Looking into the camera body with the camera upright, the pins are lettered A thru H (or 1 thru 8 as is used on the wiki). B is H/S, C is SCLK, D is Data.
Also I believe E and H are motor drive signals, 90 degrees out phase to determine direction. These are used for AF based on my testing, but I need to scope them a bit more to be 100% certain what's going on, but repair manuals and whatnot strongly suggest that is the case.
Series resistors are used in case there is a conflict where both sides transmit, which seems possible with some new changes to the protocol -- old patents say a lens shall send byte 0xFF in response to unknown commands, but some newer commands have data phase going from camera to lens. In such cases, the camera and lens may attempt to transmit simultaneously, so series resistors prevent overcurrent on the output pins when one is high and the other is low.

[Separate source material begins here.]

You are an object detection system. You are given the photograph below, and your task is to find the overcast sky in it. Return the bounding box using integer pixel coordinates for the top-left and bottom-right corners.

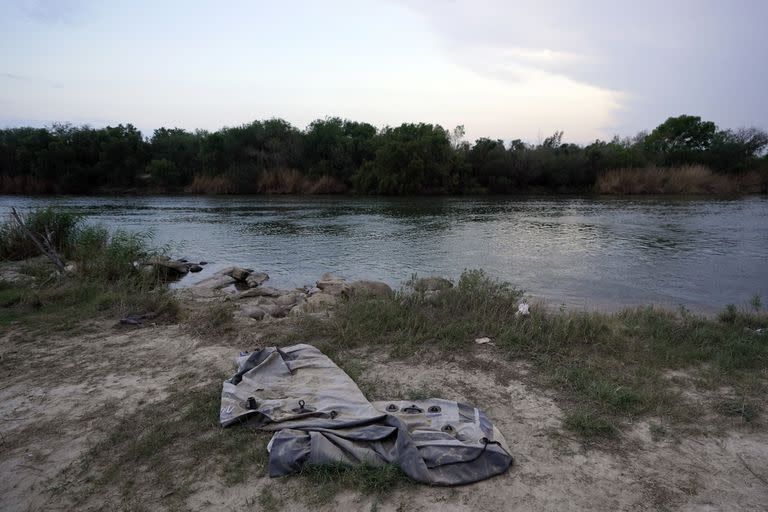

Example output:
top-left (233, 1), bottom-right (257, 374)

top-left (1, 0), bottom-right (766, 143)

The clock line is always driven by the body and it idles high. It operates at 142kHz or very close to that.
Data transitions on the falling clock edge, valid on the rising edge.

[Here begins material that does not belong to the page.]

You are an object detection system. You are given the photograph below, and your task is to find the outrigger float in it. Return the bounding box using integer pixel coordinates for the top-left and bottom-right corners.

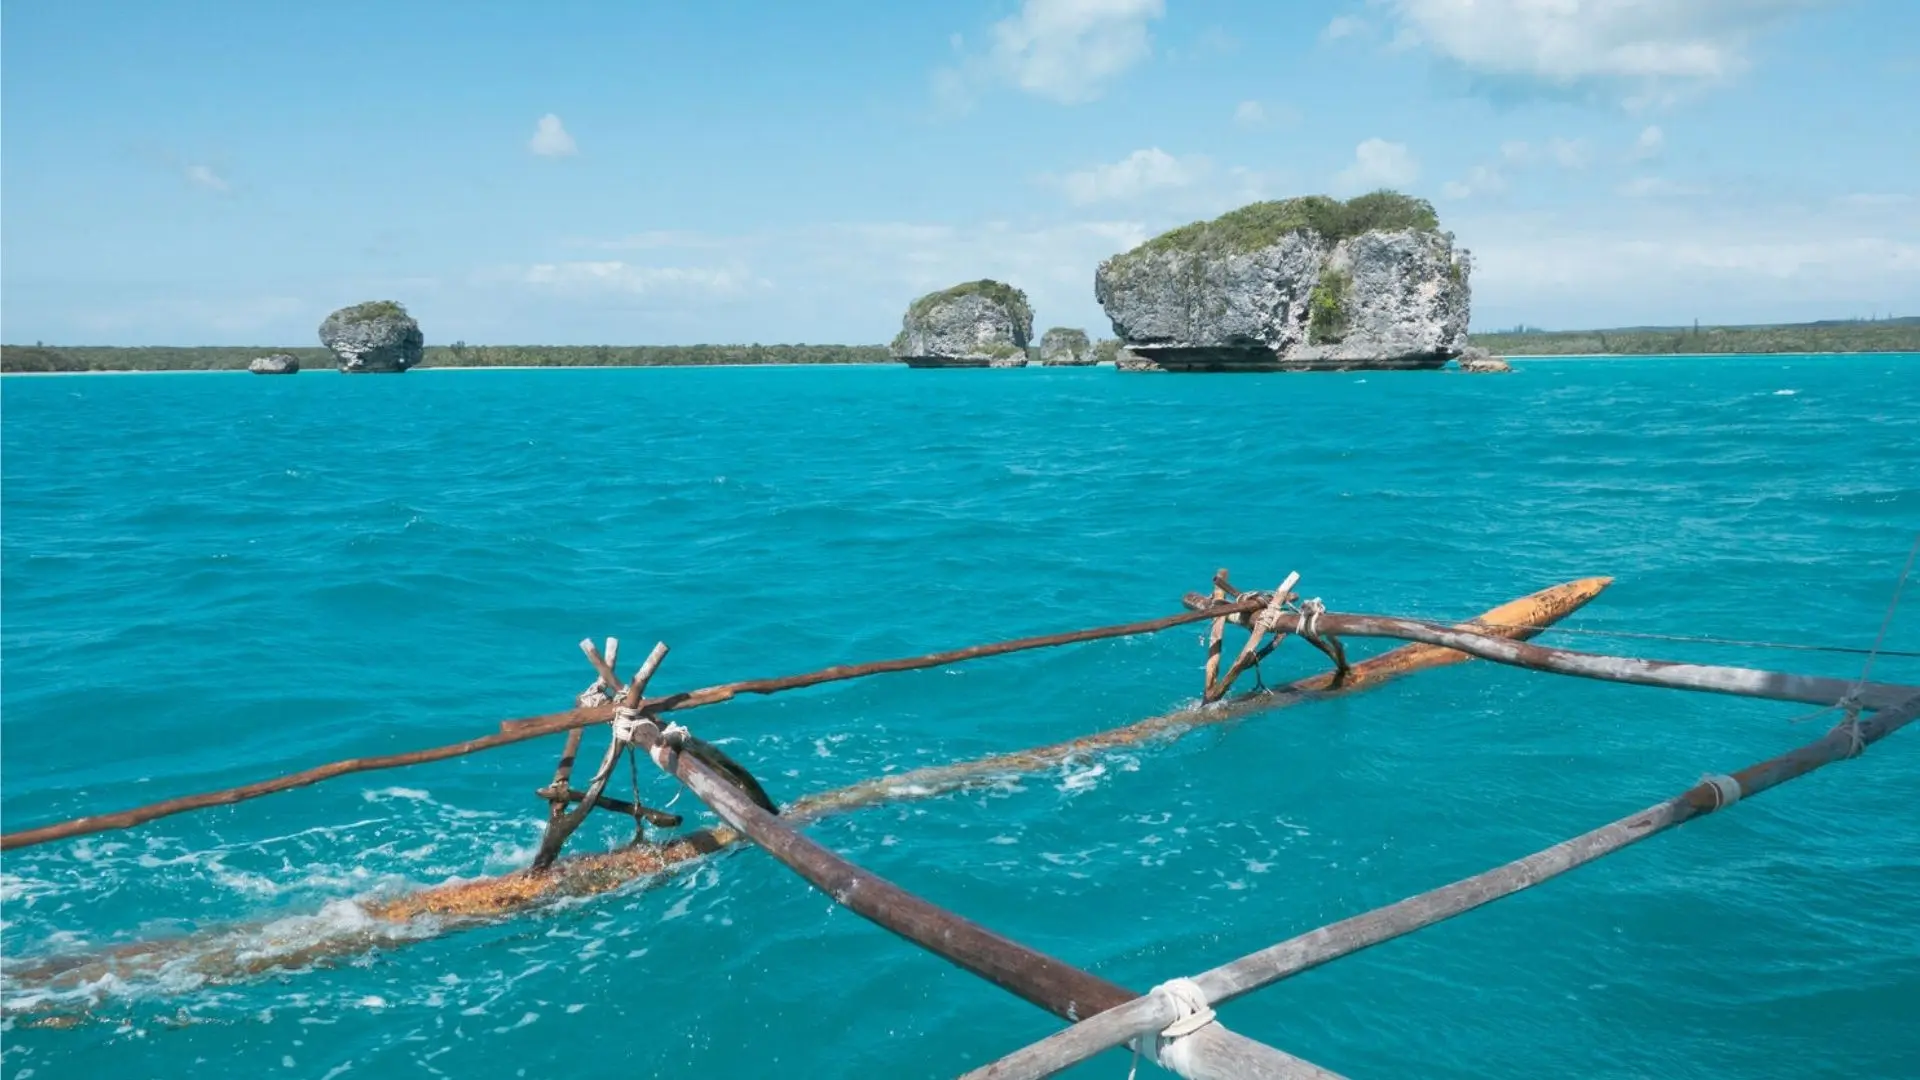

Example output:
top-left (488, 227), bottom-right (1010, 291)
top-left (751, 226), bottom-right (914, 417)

top-left (4, 569), bottom-right (1917, 1078)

The handshake line is open-collector, pulled high by resistor.
There is a "power-down" state where no communication takes place. This state is identified by H/S high, Data and SCLK low. There seems to always be a command sent before entering this state, and a certain sequence of lines going high/low to bring the lens out of this state and back to normal communcation. This is different from the bus idling between commands, where SCLK is normally high.
Protocol:
Communication is always initiated by the camera body from what I have seen.
The camera pulls H/S low (I refer to this as "asserting H/S") for a fixed period of time -- I think this is about 125 microseconds, but not sure, could firmware people take a look?

As soon as the lens sees H/S is low, it asserts H/S and keeps it asserted to indicate it's ready and waiting for a command. They can both assert H/S simultaneously because it is open-collector, so they are both just pulling it low, neither ever drive it high.
In my testing, the lens always asserts H/S before the camera releases it, so H/S remains low for the duration.
Upon seeing H/S is low after releasing it, the camera knows the lens is ready and it clocks out the command, which is one byte. Data is always sent as one byte. No single transmission is ever greater than one byte. The bus always idles between bytes.
When the lens is done with the command, it releases H/S.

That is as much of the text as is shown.